Hormis les sauvetages discutables, la fraude pourrait, elle aussi, avoir faussé les statistiques de secours sur l’Everest. En février, The Kathmandu Post révélait qu’à l’issue d’une enquête de deux ans et demi, la police népalaise avait arrêté neuf personnes soupçonnées d’avoir participé à un vaste réseau de fausses évacuations par hélicoptère. Selon les enquêteurs, les opérations impliquait des guides de trekking, des agences touristiques, des compagnies d’hélicoptères et certains établissements médicaux, qui facturaient ensuite les vols aux compagnies d’assurance internationales. Le système était bien rodé : des randonneurs souffrant de légers symptômes liés à l’altitude étaient encouragés — voire poussés — à accepter une évacuation par hélicoptère. Selon l’AFP, certains porteurs recevaient jusqu’à 500 dollars de commission pour convaincre un touriste d’accepter un rapatriement aérien — une somme considérable dans un pays où un Sherpa gagne en moyenne une vingtaine de dollars par jour. Une fois à Kathmandu, les alpinistes étaient parfois hospitalisés quelques jours supplémentaires. L’enquête évoque au total 317 évacuations frauduleuses sur 2 320 opérations recensées, pour un montant proche de 20 millions de dollars de remboursements d’assurance.

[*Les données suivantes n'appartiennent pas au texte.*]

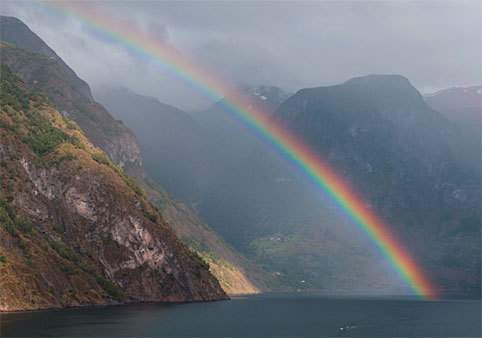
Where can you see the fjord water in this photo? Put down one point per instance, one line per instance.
(295, 314)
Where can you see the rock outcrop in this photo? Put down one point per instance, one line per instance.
(75, 230)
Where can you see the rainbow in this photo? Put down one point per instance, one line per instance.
(305, 159)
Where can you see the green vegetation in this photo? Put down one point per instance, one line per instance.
(112, 289)
(41, 135)
(11, 92)
(102, 158)
(10, 221)
(65, 251)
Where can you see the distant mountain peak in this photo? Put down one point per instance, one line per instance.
(393, 80)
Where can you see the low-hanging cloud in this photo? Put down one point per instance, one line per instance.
(288, 44)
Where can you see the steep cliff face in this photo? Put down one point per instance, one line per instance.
(44, 71)
(175, 153)
(418, 171)
(235, 273)
(461, 105)
(75, 230)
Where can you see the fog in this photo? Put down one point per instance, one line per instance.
(292, 45)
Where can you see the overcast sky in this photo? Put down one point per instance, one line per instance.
(435, 44)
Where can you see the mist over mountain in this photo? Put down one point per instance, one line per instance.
(417, 169)
(415, 160)
(460, 105)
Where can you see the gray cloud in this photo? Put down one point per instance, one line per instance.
(436, 44)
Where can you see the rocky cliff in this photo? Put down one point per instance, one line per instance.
(75, 230)
(44, 71)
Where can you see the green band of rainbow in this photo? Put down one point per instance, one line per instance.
(305, 159)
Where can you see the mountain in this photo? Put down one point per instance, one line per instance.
(175, 155)
(43, 70)
(67, 92)
(75, 230)
(460, 105)
(172, 142)
(416, 169)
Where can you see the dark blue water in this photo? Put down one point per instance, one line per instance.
(312, 314)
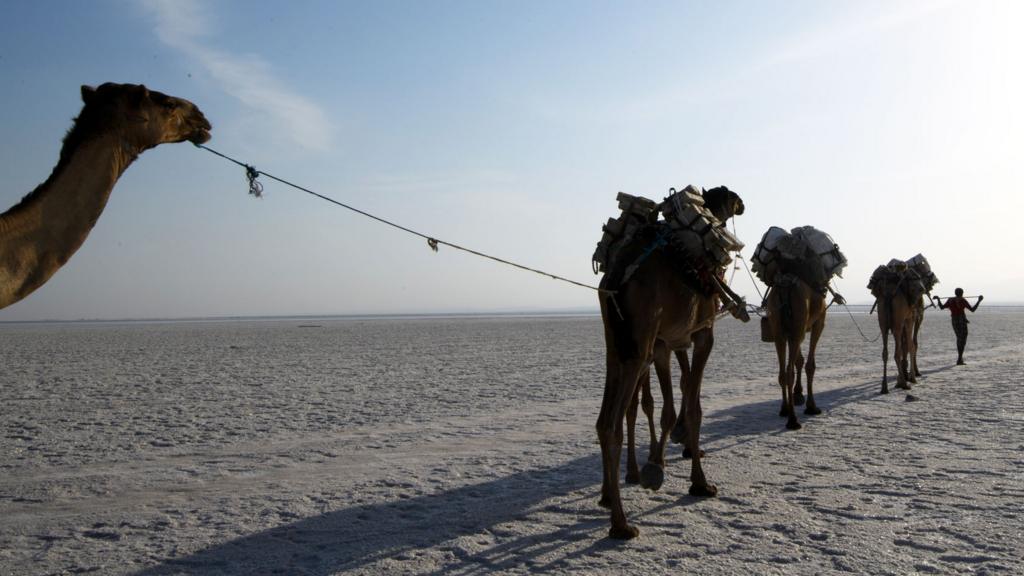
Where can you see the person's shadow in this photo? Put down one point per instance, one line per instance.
(355, 537)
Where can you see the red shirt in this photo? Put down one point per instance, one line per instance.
(956, 305)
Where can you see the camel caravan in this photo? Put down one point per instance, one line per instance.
(798, 268)
(664, 288)
(662, 291)
(899, 288)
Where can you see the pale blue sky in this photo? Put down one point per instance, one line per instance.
(895, 126)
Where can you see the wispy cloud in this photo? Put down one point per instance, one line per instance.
(184, 26)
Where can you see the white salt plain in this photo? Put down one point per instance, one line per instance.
(467, 446)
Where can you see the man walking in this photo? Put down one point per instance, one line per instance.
(956, 305)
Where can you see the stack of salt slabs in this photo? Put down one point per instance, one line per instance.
(695, 230)
(636, 211)
(924, 270)
(914, 277)
(805, 251)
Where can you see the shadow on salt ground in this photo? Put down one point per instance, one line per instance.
(358, 536)
(749, 420)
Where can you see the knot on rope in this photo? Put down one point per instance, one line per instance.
(255, 187)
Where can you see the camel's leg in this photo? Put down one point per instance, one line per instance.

Face à ces dérives, les autorités népalaises reconnaissent que l’usage abusif des hélicoptères est devenu un sujet de préoccupation. Le ministère de la Culture, du Tourisme et de l’Aviation civile travaille désormais avec les assureurs afin de mieux encadrer les évacuations avant l’ouverture de la saison d’ascension 2026. En parallèle, son objectif est de mettre en place un protocole de triage plus clair au niveau des cliniques installées au camp de base de l’Everest et du Lhotse afin d’y assurer des soins médicaux de première intention. Là, les soignants pourraient opter pour une évacuation immédiate pour les véritables urgences. Un traitement au camp de base ou à l’hôpital Pasang Lhamu Nicole Niquille de Lukla (la ville la plus proche du camp de base côté népalais) pour les cas gérables sur place. Ou un transfert vers Katmandou, uniquement lorsque cela est cliniquement nécessaire. De quoi refroidir plus d'un fraudeur, on l'espère.